By Paul Wait, Editor/Publisher
A funny thing happened during the 2017 Delta Waterfowl Decoy Hunt, an event during which a trio of hunters spent five days attempting to kill wigeon on the Columbia River in Washington and Oregon. OK, so maybe it wasn’t as funny as it was fortunate. Either way, we weren’t complaining.
What was it?
Bluebills. Solo scaup. Pairs. Small flocks. Jetting squadrons of 75. Greaters, mostly. With an occasional pod of lessers zipping in for a visit.
We glassed hundreds of them from the river banks while scouting for wigeon. Then, we drove through rafts of bluebills, sending tornados of the diving ducks skyward on the way to our wigeon hunting spots.
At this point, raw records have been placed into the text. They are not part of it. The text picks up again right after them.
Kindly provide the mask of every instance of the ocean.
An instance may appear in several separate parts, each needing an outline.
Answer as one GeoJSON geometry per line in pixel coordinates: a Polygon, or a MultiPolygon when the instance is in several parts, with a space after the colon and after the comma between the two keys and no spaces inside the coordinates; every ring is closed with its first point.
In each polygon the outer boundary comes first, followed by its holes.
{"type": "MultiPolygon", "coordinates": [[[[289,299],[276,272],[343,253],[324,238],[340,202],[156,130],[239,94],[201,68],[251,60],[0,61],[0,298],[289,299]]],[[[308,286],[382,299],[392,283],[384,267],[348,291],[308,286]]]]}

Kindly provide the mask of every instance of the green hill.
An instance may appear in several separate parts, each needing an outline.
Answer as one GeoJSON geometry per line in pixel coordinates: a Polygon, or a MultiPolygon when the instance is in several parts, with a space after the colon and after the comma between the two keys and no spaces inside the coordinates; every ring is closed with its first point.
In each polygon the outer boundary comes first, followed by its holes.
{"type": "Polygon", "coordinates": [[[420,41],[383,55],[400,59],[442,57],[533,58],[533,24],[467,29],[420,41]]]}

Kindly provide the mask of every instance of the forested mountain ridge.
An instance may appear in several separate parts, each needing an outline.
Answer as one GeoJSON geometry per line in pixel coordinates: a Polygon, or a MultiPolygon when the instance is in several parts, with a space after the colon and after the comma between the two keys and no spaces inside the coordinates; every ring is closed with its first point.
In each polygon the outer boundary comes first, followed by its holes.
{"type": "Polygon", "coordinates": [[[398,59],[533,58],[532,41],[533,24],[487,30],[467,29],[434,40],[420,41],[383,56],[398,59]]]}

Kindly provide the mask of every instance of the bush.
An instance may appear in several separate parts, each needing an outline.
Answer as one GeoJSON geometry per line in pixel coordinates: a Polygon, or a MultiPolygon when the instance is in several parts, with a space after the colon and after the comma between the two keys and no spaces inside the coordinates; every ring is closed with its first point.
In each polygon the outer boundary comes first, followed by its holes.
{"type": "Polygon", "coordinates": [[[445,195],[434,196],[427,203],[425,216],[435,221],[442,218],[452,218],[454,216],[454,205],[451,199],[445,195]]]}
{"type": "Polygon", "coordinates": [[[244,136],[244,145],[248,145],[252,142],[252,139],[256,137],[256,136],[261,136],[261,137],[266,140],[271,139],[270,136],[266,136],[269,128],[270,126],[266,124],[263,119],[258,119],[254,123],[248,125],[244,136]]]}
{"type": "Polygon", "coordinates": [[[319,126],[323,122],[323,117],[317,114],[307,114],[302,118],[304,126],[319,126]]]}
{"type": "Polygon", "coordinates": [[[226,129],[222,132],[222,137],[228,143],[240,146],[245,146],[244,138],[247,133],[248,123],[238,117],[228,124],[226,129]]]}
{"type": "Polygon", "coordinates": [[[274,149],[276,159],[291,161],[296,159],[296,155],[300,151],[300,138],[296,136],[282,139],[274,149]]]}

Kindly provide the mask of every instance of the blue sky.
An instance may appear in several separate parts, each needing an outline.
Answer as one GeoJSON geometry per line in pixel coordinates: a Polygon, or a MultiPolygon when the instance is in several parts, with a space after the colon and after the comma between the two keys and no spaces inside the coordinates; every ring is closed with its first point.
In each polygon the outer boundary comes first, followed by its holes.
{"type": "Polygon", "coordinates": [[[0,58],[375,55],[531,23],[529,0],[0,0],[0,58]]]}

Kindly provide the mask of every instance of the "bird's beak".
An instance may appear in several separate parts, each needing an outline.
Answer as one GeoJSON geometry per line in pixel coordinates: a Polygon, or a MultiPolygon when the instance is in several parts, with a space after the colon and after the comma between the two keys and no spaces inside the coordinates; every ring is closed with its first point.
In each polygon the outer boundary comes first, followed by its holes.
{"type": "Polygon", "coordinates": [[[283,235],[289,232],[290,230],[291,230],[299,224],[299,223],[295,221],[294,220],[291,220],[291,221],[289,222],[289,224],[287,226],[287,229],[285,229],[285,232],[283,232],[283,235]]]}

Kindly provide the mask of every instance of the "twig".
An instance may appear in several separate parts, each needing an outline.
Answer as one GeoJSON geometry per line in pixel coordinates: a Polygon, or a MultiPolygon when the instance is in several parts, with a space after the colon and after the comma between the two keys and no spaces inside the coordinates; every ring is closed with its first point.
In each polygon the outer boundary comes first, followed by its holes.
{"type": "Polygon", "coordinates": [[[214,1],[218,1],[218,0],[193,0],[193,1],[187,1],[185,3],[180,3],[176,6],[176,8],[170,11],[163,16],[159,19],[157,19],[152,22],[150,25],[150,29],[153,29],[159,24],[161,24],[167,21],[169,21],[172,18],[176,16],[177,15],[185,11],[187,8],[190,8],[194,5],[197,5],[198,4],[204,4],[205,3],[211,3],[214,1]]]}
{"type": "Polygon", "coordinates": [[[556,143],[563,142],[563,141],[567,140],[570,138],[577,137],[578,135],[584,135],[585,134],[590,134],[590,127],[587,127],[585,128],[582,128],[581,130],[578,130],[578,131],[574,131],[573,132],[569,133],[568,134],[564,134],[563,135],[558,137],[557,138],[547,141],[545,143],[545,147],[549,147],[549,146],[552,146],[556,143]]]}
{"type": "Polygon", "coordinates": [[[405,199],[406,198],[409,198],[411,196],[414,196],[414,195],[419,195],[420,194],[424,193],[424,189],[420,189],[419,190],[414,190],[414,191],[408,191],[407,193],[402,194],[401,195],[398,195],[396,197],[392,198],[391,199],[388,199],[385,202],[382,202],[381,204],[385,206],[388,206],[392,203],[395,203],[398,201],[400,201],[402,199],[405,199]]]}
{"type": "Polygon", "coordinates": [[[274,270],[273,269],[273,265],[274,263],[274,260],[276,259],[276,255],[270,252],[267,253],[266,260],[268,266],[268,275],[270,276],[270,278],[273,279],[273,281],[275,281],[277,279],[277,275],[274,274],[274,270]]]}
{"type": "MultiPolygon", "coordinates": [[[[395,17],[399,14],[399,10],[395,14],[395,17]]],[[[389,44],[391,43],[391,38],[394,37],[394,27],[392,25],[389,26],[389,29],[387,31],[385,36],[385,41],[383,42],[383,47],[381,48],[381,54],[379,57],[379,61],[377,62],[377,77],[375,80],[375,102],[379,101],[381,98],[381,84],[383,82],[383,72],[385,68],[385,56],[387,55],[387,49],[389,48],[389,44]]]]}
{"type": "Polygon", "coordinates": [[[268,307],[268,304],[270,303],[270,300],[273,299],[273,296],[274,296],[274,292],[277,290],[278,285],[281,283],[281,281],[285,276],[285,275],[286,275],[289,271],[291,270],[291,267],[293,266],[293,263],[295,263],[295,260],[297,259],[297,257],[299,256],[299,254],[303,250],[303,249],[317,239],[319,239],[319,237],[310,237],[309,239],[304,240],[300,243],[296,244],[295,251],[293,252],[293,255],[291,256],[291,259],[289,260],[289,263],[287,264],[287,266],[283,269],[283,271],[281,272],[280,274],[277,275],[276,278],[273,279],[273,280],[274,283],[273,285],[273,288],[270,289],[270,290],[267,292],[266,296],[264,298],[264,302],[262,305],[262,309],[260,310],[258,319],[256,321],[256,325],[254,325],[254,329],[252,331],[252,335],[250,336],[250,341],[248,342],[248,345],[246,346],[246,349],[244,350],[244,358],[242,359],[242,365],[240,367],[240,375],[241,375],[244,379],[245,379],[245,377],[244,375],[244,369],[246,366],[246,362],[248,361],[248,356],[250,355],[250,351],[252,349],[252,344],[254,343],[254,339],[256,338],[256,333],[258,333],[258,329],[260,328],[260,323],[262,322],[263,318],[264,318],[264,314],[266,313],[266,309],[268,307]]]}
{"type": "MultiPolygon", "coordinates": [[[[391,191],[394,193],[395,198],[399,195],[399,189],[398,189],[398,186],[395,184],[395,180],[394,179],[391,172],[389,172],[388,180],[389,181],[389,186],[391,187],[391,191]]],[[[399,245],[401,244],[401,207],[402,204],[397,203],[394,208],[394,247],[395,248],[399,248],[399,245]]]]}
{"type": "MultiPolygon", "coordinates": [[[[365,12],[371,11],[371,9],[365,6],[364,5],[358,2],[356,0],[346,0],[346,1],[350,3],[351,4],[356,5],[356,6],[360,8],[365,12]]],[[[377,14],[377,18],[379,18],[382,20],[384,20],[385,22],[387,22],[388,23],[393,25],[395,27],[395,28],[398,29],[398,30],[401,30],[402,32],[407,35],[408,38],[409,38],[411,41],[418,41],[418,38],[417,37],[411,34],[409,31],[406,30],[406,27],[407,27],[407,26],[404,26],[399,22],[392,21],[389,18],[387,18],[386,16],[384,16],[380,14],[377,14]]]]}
Finally, we just gave in and started selectively shooting drake bluebills.
The Columbia River is a massive waterway, originating in the Rocky Mountains of British Columbia, flowing down through eastern Washington and then bending west to form the border between Washington and Oregon before emptying into the Pacific Ocean. The river flows for more than 1,200 miles, so it makes sense that bluebills and other diving ducks would be attracted to migrate along its corridor of diverse waterfowl habitat.
Hunting the Columbia requires big-water gear. A seaworthy duck boat is a must, and strong anchoring systems for both the boat and decoys are necessary, too. The river’s flow is controlled by dams in eastern Washington, so water depth changes often as power generation stations release and collect water. As you near the Pacific Ocean, tidal fluctuations can rapidly expose navigation hazards, while also having a huge influence on duck movements. Lowering tides expose food, and ducks often move to feeding areas.
At 105 days, the Pacific Flyway has the longest duck seasons of the four flyways. However, scaup are restricted to 86 days with a daily limit of three. Scaup season opens Nov. 3 and runs through Jan. 27, 2019, in Washington and on the Oregon waters of the Columbia, providing plenty of opportunity.
Our decoy hunt occurred during the last week of November. We experienced steady scaup gunning in eastern Washington, and found rafts of 10,000 or more ’bills in the Oregon waters of the Columbia. The spectacle of so many greater scaup surely was worth the trip, and having the chance to shoot a few was a real diver hunter’s treat.
Being bombarded daily by bluebills more than fulfilled our hunting desires. But as a welcome bonus, the decoys pulled in wigeon, ring-necked ducks, canvasbacks and white-winged scoters, too.